Augsburg (Germany) (AFP) – German Chancellor Angela Merkel’s spokesman on Monday condemned the claim by a right-wing politician that most Germans would not want footballer Jerome Boateng, whose father is Ghanaian, as their neighbour.

“This sentence, which has come out, is vile and sad,” Merkel’s spokesman Steffen Seibert told a press briefing in Berlin.

“Jerome Boateng summed it up when he said it’s sad that such things still occur.”

Seibert was reacting to a remark by Alexander Gauland, deputy leader of right-wing Alternative for Germany (AfD) party, who told a Sunday newspaper: “People find him good, but they don’t want to have a Boateng as a neighbour”. 

Boateng, who was part of the team that won the 2014 World Cup in Brazil, said he was saddened by the comments.

“I can only smile about it. In all honesty, it’s sad like something like that is said these days,” said Boateng, who was born in Berlin to a German mother and a Ghanaian father, after Germany’s 3-1 friendly defeat to Slovakia in Augsburg on Sunday.

“I am happy to be German, I’m proud or I wouldn’t be here in the team.

“I believe I am well integrated and there is nothing more I need to say.

“I think enough people have said something about it.” 

– ‘Jerome be our neighbour’ –

Germany fans in Augsburg made their feelings known about Gauland’s comments with banners around the stadium reading: “Jerome, move in next to us” or “Jerome, be our neighbour”, which the Bayern Munich star spotted.

“I think there were enough positive answers in the stadium.
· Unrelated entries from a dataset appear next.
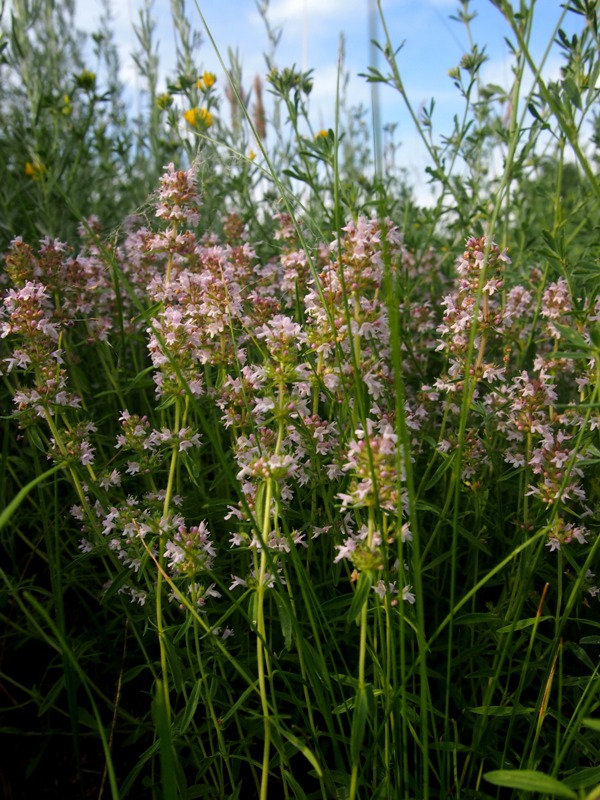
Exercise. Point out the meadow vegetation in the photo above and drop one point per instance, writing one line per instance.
(300, 479)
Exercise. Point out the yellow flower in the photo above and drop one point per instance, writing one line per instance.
(208, 79)
(164, 101)
(35, 169)
(206, 116)
(67, 108)
(198, 115)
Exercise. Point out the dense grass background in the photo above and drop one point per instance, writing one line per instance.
(299, 479)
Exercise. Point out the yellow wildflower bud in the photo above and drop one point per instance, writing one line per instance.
(206, 117)
(35, 169)
(209, 79)
(164, 101)
(198, 115)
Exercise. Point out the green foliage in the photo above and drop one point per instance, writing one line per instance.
(299, 490)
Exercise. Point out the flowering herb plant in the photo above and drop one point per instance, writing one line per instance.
(307, 503)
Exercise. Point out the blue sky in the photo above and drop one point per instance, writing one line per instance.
(311, 29)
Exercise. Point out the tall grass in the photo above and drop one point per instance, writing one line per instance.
(300, 480)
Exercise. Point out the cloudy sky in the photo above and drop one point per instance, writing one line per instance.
(433, 44)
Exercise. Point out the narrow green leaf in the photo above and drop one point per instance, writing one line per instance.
(360, 596)
(530, 780)
(522, 624)
(359, 724)
(501, 711)
(589, 776)
(592, 724)
(20, 496)
(285, 620)
(572, 92)
(167, 754)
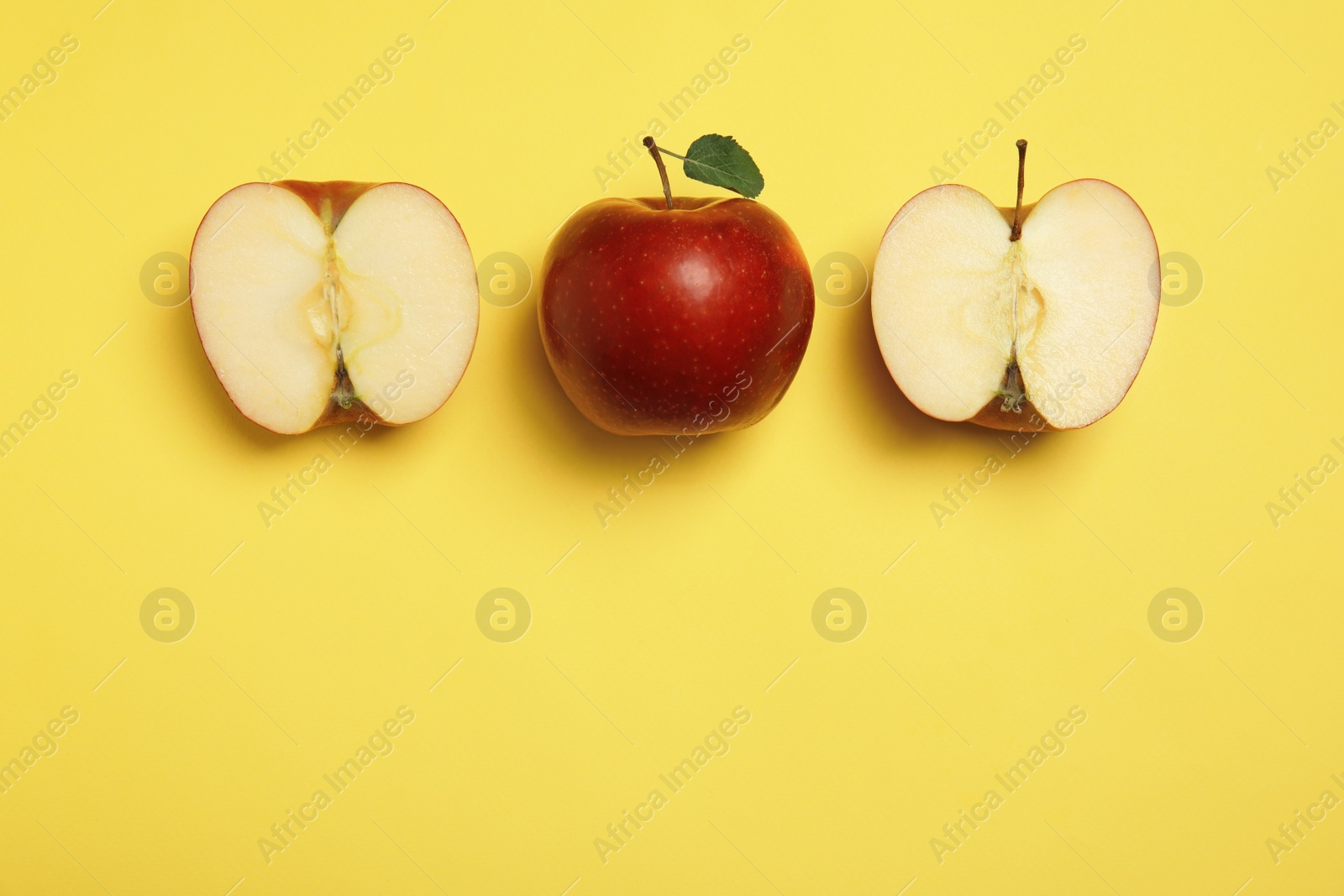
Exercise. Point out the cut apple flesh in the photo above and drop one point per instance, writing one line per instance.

I saw a few placards,” said Boateng.

There was plenty of support for the 27-year-old player from the German Football Association (DFB).

DFB president Reinhard Grindel condemned Gauland’s comments as “simply tasteless”, while the German team released a video under the motto “We are Diverse” showing the players’ faces together.

“We are a very diverse team,” said team manager Oliver Bierhoff.

“Such unqualified statements are therefore dismissed as what they are.

“It doesn’t bother Jerome, but it’s not pretty, because he is drawn into a discussion he doesn’t want to join.

Boateng is seen as an example of successful integration, as is fellow German-born international Mesut Ozil, who is of Turkish origin.

Ozil, a Muslim, recently published a picture of himself on a pilgrimage to Mecca.

Andrea Kersten, an AfD official in eastern Saxony state, on Monday took issue with that image.

Kersten accused Ozil, who plays for English side Arsenal, of sending “an anti-patriotic signal”.

Ozil was promoting an ideology in which “there is no equality between men and women.. where Jews and Christians are second-class citizens and where Sharia law is superior to democracy,” she said on the website of Die Welt daily.